As a matter of course, those issues will be addressed as construction and renovation provide opportunity, and where electrical code and need dictate.
It should be mentioned here that Arraignment of Inmates is a VERY small part of what the County Court does. Example questions are asked, “…if the County Court were moved to the law enforcement center, would individuals want to go there for a civil issue”? Or, “…would they want to have to go to a Law Enforcement Center to handle the Probate of a loved one’s estate”?
Even so, this concept was discussed in the early development stages of planning. While it is a valid consideration, and one broadly discussed, it was found to again be cost prohibitive. Preliminary cost estimates had shown that providing the same square footage of a new Judicial Center relative to County Court, District Court, Probation and the County Attorney’s office space, would cost $7,250,000 plus a possible land purchase. While it is always possible to build a ‘budget minded’ building, there would remain a still unfinished renovation yet to be accomplished at the Courthouse. The cost of this renovation would be in addition to the new building project in the vicinity of the County Jail, if that were to be the option.

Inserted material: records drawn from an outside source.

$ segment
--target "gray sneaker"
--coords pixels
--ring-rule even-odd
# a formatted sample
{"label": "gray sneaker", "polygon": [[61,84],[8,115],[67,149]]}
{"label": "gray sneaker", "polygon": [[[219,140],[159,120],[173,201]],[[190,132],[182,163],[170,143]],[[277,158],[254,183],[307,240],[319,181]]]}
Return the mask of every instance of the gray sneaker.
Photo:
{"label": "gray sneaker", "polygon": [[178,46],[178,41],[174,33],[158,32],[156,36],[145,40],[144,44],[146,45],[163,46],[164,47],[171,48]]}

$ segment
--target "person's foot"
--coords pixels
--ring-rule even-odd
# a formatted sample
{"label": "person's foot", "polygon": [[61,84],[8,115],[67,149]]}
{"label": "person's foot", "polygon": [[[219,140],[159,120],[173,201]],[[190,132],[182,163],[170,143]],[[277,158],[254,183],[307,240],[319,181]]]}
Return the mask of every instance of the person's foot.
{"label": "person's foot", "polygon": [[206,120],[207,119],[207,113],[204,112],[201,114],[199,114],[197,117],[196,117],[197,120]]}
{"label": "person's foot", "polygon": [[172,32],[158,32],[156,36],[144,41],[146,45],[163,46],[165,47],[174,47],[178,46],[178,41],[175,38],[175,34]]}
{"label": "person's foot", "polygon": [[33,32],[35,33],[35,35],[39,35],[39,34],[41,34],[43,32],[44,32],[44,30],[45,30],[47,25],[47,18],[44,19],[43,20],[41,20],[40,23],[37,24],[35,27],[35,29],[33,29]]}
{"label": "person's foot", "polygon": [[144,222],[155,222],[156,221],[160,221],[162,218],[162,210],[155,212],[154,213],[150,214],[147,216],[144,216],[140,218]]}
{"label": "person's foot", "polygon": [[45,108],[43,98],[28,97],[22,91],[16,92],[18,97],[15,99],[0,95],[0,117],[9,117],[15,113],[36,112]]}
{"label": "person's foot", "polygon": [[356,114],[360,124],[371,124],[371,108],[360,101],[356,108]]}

Additional estimates place the entire replacement of the current Courthouse building on another location in combination with the Jail and Judicial Center, to be roughly $10,000,000 to $13,000,000; plus possible land purchase, plus all post construction costs associated with any decision on the current Courthouse building.
The County will use Inheritance Tax revenue presently in reserve while the bulk of the remaining balance will be derived from the sale of General Obligation Bonds.
Early estimates place the burden of taxes upon the annual repayment of these bonds at approximately 2.4¢ per $100.00 of assessed property valuation; or $24.00 per $100,000.00 of assessed valuation. (These estimates will be updated when the budgeting process is complete.)
Certainly the addition of the elevator and secondary exit route from the building are important elements to the planned project. But, this accessibility enhancement represents but a portion of the overall criteria when addressing issues needing attention in this historical building. This question would best be answered by reviewing the Project Overview and Plan Concept page for an enhanced explanation.
The included elevator will allow easy accessibility to all levels of the Courthouse; from the basement to the upper 4th floor. The entrance and exits will also be ADA (Americans with Disabilities Act) enhanced. In addition, there will be ADA compliant restroom facilities on each level.